Building and maintaining relationships is one of the fundamental roles of a PR practitioner. This can range from helping businesses to develop relationships with key stakeholders, or even rebuild them in the event of a company crisis, to building relationships with clients and key media outlets to develop brand awareness and visibility.
The COVID-19 pandemic has drastically changed how we handle these relationships.
When it comes to client relationships, the collaborative nature of client meetings and relationship building had to be translated into an online format. Similarly, many journalists, editors spent much of the pandemic working from home, where they were unreachable by phone. This has encouraged PR practitioners to become much more proactive and engaged in building and maintaining our relationships with clients, prospects and key media outlets.
The pandemic has also highlighted the need for many businesses to revisit their internal communications strategies to ensure their team – wherever they may be working from – are engaged and motivated to perform at their best.

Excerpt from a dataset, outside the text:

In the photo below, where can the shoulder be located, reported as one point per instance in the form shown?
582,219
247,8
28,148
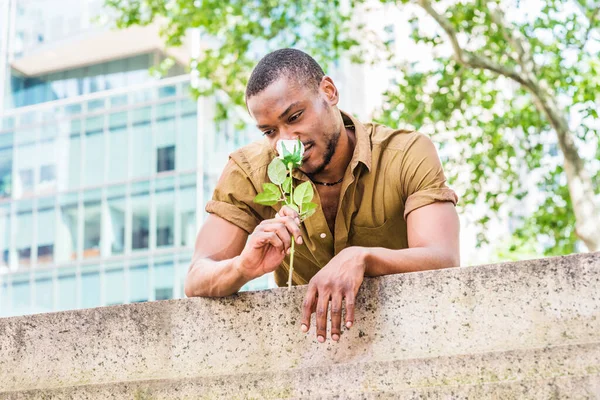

It has also encouraged many businesses to revisit their crisis plans – or create a new plan – to ensure communications with key stakeholders is maintained, particularly in times of materials shortages, redundancies or other pandemic related crises.
Digital technology and distance-working
If it wasn’t for digital technology, almost every industry would have struggled throughout the pandemic.
The use of video-conferencing tools, like Zoom, TEAMs and Google Hangout, has allowed us to stay connected with our teams and clients throughout the pandemics various challenges. Most software packages have implemented tools or systems for online collaboration, so PR professionals were able to operate in largely the same way – working together on documents, proposals and editorial features to secure results for clients and the business. This was critical in keeping PR businesses afloat, but also keeping employees engaged, allowing a close substitution for in-person interaction with co-workers.
While the reliance on digital and online platforms has been growing for a while, in many ways, the pandemic has acted as a catalyst, fast-tracking PR’s adoption of new technologies to streamline the way we work. Although many prefer to work in person, the widespread adoption of video conferencing and other online software has introduced a helpful level of flexibility and adaptability that can be relied upon in the future, beyond COVID-19.
In the height of the pandemic, it’s fair to say that the PR industry faced a difficult time with tightening of campaign budgets and a more cautious approach to marketing activities. To adapt, many PR professionals took a more measured approach, expanding their reporting, analysis and implementation of measurable objectives. This helped clients see clearly the impact PR activity had on their business and the tangible return on investment.
Now budgets are opening back up, the PR industry is better equipped than ever. Whether it’s more regular catchups with clients, or an increased focus on analytics to provide results, this diversification future-proofs the PR industry, entrenching the importance of PR and communications for businesses.
It’s undeniable that the COVID-19 pandemic has introduced new ways of working and new challenges to battle that we could never have prepared for. While some of these we can’t wait to leave behind, every change leaves behind a lesson that we can carry long into the future.